Can you write code or a graph of what this would look like? How does the work get split after spawn()? How does it get joined and sent back?

Here is some rough code:

// the DB service's call function
fn call(&self, req: DBReq) -> Future {
    let (tx, rx) = oneshot::new();
    // this will put a job in the pool without blocking the current thread.
    self.pool.spawn(handle_req(tx, req)):
    
    rx

}

fn handle_req(tx: oneshot::Sender, req: DBReq) {
     match req {
         DBReq::Outputs(needed) => tx.send(get_outs(needed))
     }
}

fn get_outs(needed: OutputIDs) -> Outputs {
     // the current rayon thread will make progress on this, this will not deadlock.
    needed.par_iter(|id| get_output(id)).collect()
}

We would need to add some sort of back pressure so the database does not get rundown with tasks like with the current channels but that will be easy to do with a semaphore so we can ignore for now.

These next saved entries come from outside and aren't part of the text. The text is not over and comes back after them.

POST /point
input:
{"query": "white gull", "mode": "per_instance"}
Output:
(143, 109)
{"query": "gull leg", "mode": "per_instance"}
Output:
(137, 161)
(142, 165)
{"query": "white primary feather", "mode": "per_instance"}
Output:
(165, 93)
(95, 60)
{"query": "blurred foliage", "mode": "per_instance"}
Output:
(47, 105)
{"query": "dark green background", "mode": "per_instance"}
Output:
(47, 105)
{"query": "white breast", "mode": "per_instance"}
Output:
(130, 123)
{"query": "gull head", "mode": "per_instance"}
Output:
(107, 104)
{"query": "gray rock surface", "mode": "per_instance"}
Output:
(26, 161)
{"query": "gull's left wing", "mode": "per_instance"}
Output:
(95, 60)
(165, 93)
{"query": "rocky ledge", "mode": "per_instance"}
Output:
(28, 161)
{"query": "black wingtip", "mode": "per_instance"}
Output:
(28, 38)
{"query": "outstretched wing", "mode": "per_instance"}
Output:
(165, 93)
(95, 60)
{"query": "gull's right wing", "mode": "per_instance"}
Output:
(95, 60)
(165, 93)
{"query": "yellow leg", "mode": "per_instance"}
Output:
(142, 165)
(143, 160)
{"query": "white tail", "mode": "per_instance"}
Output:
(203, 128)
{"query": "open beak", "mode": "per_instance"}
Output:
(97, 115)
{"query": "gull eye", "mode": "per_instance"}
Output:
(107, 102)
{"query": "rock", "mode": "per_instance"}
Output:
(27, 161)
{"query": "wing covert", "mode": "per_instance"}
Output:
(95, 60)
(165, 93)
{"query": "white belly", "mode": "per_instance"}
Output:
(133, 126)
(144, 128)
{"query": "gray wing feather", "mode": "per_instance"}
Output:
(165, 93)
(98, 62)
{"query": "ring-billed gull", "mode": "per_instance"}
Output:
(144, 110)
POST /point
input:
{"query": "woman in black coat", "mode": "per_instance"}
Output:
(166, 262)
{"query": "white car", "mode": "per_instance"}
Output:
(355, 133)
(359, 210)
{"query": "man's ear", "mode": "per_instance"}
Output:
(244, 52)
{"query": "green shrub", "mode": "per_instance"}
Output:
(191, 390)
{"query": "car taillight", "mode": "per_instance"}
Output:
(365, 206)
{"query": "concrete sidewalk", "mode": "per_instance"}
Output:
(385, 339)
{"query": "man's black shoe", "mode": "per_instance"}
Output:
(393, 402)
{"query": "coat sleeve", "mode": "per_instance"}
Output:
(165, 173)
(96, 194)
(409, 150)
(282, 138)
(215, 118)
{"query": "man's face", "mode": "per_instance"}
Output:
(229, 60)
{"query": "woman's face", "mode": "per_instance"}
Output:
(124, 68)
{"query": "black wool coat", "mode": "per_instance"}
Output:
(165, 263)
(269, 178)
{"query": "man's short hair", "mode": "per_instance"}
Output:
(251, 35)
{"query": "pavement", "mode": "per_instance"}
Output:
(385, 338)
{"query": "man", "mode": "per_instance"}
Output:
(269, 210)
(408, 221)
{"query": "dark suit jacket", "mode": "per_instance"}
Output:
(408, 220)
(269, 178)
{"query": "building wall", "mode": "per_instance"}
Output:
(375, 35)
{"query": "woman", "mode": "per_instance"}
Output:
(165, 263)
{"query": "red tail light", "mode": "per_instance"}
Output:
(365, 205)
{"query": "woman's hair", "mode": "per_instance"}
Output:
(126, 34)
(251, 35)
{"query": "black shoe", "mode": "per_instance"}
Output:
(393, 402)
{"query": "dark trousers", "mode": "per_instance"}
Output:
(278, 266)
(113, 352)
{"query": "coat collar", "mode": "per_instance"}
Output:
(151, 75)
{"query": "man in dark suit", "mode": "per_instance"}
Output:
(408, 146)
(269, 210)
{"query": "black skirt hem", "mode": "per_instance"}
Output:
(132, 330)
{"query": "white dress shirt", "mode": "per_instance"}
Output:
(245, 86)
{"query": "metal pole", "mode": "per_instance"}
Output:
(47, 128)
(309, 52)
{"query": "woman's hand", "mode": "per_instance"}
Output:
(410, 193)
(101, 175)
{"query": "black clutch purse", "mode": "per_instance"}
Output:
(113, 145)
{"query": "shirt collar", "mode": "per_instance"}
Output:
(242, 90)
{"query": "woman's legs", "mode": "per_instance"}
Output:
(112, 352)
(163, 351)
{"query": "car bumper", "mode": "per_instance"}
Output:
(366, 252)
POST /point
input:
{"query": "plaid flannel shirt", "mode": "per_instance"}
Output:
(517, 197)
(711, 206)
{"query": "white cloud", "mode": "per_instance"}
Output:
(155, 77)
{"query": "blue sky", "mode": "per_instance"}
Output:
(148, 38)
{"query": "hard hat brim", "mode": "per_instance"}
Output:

Boog900 avatar Mar 07 '24 14:03 Boog900

No it's perfectly fine to do nested parallelism within rayon, the rayon thread which made the call will also work on the par_iter so no deadlocks

Swapping our current DB reader thread-pool with rayon seems good then. I don't think our locks will deadlock either since only read guards are taken.

Here is some rough code

Yeah this looks good too. Is the question now if get_output() should use this PR's concurrent map or do a bunch of Vec flattens or similar? I think this PR would be faster although I'm not a fan of introducing unsafe and maintaining it. Maybe some perf tests could settle the difference?

hinto-janai avatar Mar 07 '24 20:03 hinto-janai

I was thinking about the similarities between tokio blocking threadpool and rayon one. Someone on reddit described the difference between the two. Despite tokio being supposedly more suitable for our purpose, I think rayon api is much easier and straightforward to use and test. So yeah I agree with the idea of using rayon threadpool

SyntheticBird45 avatar Mar 07 '24 20:03 SyntheticBird45

So, unless I'm stupid, the proposed concurrent hashmap is optimized for the multiple db threads to concurrently write results into it ?

SyntheticBird45 avatar Mar 07 '24 20:03 SyntheticBird45

Yeah this looks good too. Is the question now if get_output() should use this PR's concurrent map or do a bunch of Vec flattens or similar? I think this PR would be faster although I'm not a fan of introducing unsafe and maintaining it. Maybe some perf tests could settle the difference?

Yep we need benchmarks from the DB, I don't think there will be too much difference though, rayon is very efficient.

So, unless I'm stupid, the proposed concurrent hashmap is optimized for the multiple db threads to concurrently write results into it ?

pretty much

Boog900 avatar Mar 07 '24 21:03 Boog900

Yep we need benchmarks from the DB, I don't think there will be too much difference though, rayon is very efficient.

If this PR isn't urgent, we could write a benchmark code with criterion and try out with an rng for data and a random thread sleep to simulate blocking file op.

SyntheticBird45 avatar Mar 07 '24 21:03 SyntheticBird45

This PR isn't urgent, yeah we could

Boog900 avatar Mar 07 '24 21:03 Boog900